Je suis née dans un pays totalitaire (l'actuelle République tchèque). Enfant, j'observais mes parents voter à main levée pour l'unique candidat du Parti communiste pendant que j'entonnais des chants patriotiques avec mes camarades. C'était pénible, et pas seulement parce que je chantais mal. Cette expérience m'a amenée à apprécier la démocratie et à me préoccuper de sa santé. Or, j'estime que la démocratie au Québec et au Canada est en danger, parce que les électeurs sont affligés de plusieurs maux.

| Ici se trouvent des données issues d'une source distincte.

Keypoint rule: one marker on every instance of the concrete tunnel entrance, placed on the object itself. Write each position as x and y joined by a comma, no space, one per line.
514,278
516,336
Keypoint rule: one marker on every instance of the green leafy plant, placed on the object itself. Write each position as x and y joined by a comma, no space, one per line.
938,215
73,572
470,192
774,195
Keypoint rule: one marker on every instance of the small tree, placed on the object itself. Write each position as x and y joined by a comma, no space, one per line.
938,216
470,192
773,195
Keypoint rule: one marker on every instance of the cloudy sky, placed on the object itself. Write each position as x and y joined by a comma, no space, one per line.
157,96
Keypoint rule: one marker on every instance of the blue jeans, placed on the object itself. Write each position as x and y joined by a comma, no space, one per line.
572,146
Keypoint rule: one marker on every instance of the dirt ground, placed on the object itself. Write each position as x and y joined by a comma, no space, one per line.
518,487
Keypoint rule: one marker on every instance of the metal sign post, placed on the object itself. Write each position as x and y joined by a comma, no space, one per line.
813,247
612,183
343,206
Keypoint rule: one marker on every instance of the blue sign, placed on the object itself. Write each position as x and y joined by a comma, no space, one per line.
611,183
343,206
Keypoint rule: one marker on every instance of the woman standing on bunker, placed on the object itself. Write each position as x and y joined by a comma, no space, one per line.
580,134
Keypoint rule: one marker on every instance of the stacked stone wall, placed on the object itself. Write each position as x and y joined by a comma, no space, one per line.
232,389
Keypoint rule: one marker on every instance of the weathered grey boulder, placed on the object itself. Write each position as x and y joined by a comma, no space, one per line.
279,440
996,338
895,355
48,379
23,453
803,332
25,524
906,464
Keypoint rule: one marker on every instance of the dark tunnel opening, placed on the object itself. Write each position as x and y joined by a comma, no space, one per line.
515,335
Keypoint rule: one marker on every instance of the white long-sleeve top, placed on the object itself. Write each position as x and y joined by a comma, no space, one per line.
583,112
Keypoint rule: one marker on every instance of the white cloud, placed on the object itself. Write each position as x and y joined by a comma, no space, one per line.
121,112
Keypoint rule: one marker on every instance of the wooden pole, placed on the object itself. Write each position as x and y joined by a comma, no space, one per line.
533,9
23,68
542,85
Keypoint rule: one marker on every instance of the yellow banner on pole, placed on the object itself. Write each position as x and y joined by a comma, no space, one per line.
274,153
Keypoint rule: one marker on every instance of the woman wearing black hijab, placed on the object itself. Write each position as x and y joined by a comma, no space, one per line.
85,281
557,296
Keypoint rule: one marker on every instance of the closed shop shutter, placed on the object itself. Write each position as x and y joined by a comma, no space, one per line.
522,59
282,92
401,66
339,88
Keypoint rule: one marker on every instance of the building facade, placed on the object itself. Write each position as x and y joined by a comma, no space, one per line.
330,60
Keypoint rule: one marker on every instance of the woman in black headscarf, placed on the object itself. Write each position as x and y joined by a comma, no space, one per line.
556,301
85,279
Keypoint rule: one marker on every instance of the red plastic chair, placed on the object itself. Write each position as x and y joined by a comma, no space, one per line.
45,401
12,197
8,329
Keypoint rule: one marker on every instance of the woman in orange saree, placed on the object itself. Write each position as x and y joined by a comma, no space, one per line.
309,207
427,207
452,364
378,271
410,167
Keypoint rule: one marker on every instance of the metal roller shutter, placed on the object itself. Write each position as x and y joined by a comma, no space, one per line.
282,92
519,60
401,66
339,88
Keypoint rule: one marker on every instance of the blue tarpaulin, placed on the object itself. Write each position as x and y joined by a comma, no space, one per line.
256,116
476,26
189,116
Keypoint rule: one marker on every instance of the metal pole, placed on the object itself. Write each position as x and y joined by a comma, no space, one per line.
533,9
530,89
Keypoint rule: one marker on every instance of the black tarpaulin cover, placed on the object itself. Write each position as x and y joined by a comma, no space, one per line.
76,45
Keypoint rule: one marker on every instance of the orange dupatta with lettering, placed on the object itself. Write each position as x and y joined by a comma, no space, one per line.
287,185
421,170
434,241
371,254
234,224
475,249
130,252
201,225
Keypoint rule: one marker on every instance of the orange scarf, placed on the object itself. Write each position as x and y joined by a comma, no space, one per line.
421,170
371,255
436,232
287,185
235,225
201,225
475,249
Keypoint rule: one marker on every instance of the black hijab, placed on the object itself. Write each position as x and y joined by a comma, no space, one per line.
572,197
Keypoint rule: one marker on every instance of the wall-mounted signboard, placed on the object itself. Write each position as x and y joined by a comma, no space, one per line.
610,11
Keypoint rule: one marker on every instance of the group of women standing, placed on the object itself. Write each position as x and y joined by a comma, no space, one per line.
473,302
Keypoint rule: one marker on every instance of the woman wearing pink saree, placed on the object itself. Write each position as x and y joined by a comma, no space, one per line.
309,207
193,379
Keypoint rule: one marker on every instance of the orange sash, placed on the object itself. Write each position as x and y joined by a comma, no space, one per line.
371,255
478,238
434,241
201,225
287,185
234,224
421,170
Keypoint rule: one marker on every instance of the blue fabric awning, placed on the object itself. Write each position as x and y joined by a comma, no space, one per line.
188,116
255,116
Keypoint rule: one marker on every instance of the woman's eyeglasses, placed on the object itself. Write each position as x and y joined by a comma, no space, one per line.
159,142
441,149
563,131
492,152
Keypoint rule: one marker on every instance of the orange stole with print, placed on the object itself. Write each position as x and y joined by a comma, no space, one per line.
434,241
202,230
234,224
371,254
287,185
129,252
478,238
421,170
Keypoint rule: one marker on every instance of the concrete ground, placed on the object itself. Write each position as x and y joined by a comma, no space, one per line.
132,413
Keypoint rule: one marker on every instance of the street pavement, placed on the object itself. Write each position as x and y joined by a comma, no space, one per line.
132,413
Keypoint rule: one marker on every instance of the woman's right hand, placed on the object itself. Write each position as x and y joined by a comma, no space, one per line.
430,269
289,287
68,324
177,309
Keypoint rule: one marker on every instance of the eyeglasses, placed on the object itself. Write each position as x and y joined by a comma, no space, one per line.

1) L'électeur au vote perdu. Celui qui vote selon son véritable choix, pour un candidat du Parti vert ou de Québec solidaire, verra régulièrement son vote gaspillé compte tenu du scrutin majoritaire par circonscription. Ainsi, le Parti vert, qui a récolté 6,7 % des votes aux récentes élections fédérales et qui devrait donc occuper au moins 10 sièges au Parlement, n'en a obtenu aucun. Le remède: introduire un élément de la proportionnalité dans le système électoral pour refléter davantage le choix de la population.

2) L'électeur-stratège. Au lieu de voter pour le candidat de son choix, cet électeur optera pour celui qui le plus de chance de «barrer la route» à un candidat indésirable. Les partis politiques ne se gênent pas de convier l'électeur à ce vote «stratégique», qui nourrit le cynisme des citoyens. Le remède: ne pas écouter les sirènes du vote stratégique et voter selon ses convictions. Toutefois, pour que cette attitude soit récompensée, la proportionnelle est nécessaire.

3) L'électeur trahi. Celui qui a voté pour l'ADQ dans Iberville en 2007 s'est retrouvé en 2008 avec un député libéral. Non seulement les partis acceptent sans sourciller ce déni du choix populaire, mais l'encouragent en faisant du maraudage. Le remède: le député déçu de sa formation politique doit démissionner pour se représenter devant son électorat sous la nouvelle bannière au scrutin suivant.

4) L'électeur trop sollicité. Les partis manipulent les dates d'élections selon les sondages et la conjoncture à court terme afin de déclencher les élections «au moment opportun». Opportun pour les politiciens, évidemment. Deux fois cette année nous avons eu droit à ce «tordage de bras». Le remède: les élections à date fixe.

Avant que les citoyens ne soient complètement dégoûtés de la politique et que le vote ne devienne l'exercice de seulement quelques-uns, les politiciens devraient se préoccuper du bon fonctionnement de notre démocratie. La réforme du scrutin a déjà trop tardé, causant des dommages, réparables, espère-t-on, à notre conception de la démocratie et à son élément-clé, les élections.